(via Diamond Cuts in Historic Jewelry:1381-1910) Herbert Tillander writes:
In 1896 Bauer described a flat-bottomed, eightfold variant of the Pointed Star Cut, which he introduced as a ‘Cross Rose’. However, his drawings are not even of a diamond but of a cinnamon stone, a type of garnet. In fact, no such diamond has ever been documented, so Bauer’s ‘Cross Rose’ has no place in diamond history.
However, my attention was caught by a casual remark by Alfred Eppler and a line drawing of a cut similar to Bauer’s, although crowned, which he inconsistently called a Rose. Later I came across a reproduction of an engraving by Wenceslas Hollar, which showed some half a dozen examples of type drawn by Eppler. Hollar’s engraving suggests a jeweled badge of an Order of the Garter, for which the diamonds, including the flat-bottomed Star Cuts, must still have been available even though they were by the obsolete.

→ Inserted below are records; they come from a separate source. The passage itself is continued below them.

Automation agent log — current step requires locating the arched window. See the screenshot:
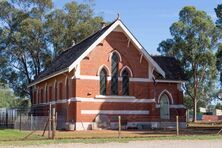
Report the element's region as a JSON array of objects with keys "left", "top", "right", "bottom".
[
  {"left": 54, "top": 81, "right": 57, "bottom": 101},
  {"left": 111, "top": 52, "right": 119, "bottom": 95},
  {"left": 160, "top": 94, "right": 170, "bottom": 120},
  {"left": 45, "top": 86, "right": 48, "bottom": 103},
  {"left": 122, "top": 69, "right": 129, "bottom": 96},
  {"left": 100, "top": 68, "right": 107, "bottom": 95}
]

In 1523 Henry VIII had given express permission for those on whom he had conferred the Order of the Garter to decorate their insignias ‘at their pleasure.’ The drawing by Hollar is clearly a design for one such order. Although both Bauer and Eppler were wrong in calling their stones ‘Roses’ of any sort, Hollar must have had a number of such stones—at least, those depicted by Eppler—at his disposal in order to include so many in his design.
In appears that in the sixteenth century flat-bottomed Pointed Star Cuts of the type found in the Order of the Garter were occasionally fashioned from discarded Indian Tablet Cuts (flat Table Cuts with table and culet facets of approximately the same size). Strangely enough, these may even be forerunners of the Standard Full Rose Cut (also known as the Dutch, or Holland, Rose), a design with six-fold symmetry which was first introduced around 1600 when, at the large cutting centers of the Netherlands, cleaving became a separate, specialized profession.